Cluster Analysis For Data Mining And System Identification

Download Cluster Analysis For Data Mining And System Identification PDF/ePub or read online books in Mobi eBooks. Click Download or Read Online button to get Cluster Analysis For Data Mining And System Identification book now. This website allows unlimited access to, at the time of writing, more than 1.5 million titles, including hundreds of thousands of titles in various foreign languages.
Cluster Analysis for Data Mining and System Identification

Author: János Abonyi
language: en
Publisher: Springer Science & Business Media
Release Date: 2007-06-22
The aim of this book is to illustrate that advanced fuzzy clustering algorithms can be used not only for partitioning of the data. It can also be used for visualization, regression, classification and time-series analysis, hence fuzzy cluster analysis is a good approach to solve complex data mining and system identification problems.

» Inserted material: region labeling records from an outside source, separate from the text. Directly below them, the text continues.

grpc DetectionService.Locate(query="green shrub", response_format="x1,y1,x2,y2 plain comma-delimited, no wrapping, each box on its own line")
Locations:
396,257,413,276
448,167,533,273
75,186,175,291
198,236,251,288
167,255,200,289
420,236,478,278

This book is oriented to undergraduate and postgraduate and is well suited for teaching purposes.
Cluster Analysis for Data Mining and System Identification

Author: János Abonyi
language: en
Publisher: Springer Science & Business Media
Release Date: 2007-08-10
The aim of this book is to illustrate that advanced fuzzy clustering algorithms can be used not only for partitioning of the data. It can also be used for visualization, regression, classification and time-series analysis, hence fuzzy cluster analysis is a good approach to solve complex data mining and system identification problems. This book is oriented to undergraduate and postgraduate and is well suited for teaching purposes.
Surveillance Technologies and Early Warning Systems: Data Mining Applications for Risk Detection

Surveillance Technologies and Early Warning Systems: Data Mining Applications for Risk Detection has never been more important, as the research this book presents an alternative to conventional surveillance and risk assessment. This book is a multidisciplinary excursion comprised of data mining, early warning systems, information technologies and risk management and explores the intersection of these components in problematic domains. It offers the ability to apply the most modern techniques to age old problems allowing for increased effectiveness in the response to future, eminent, and present risk.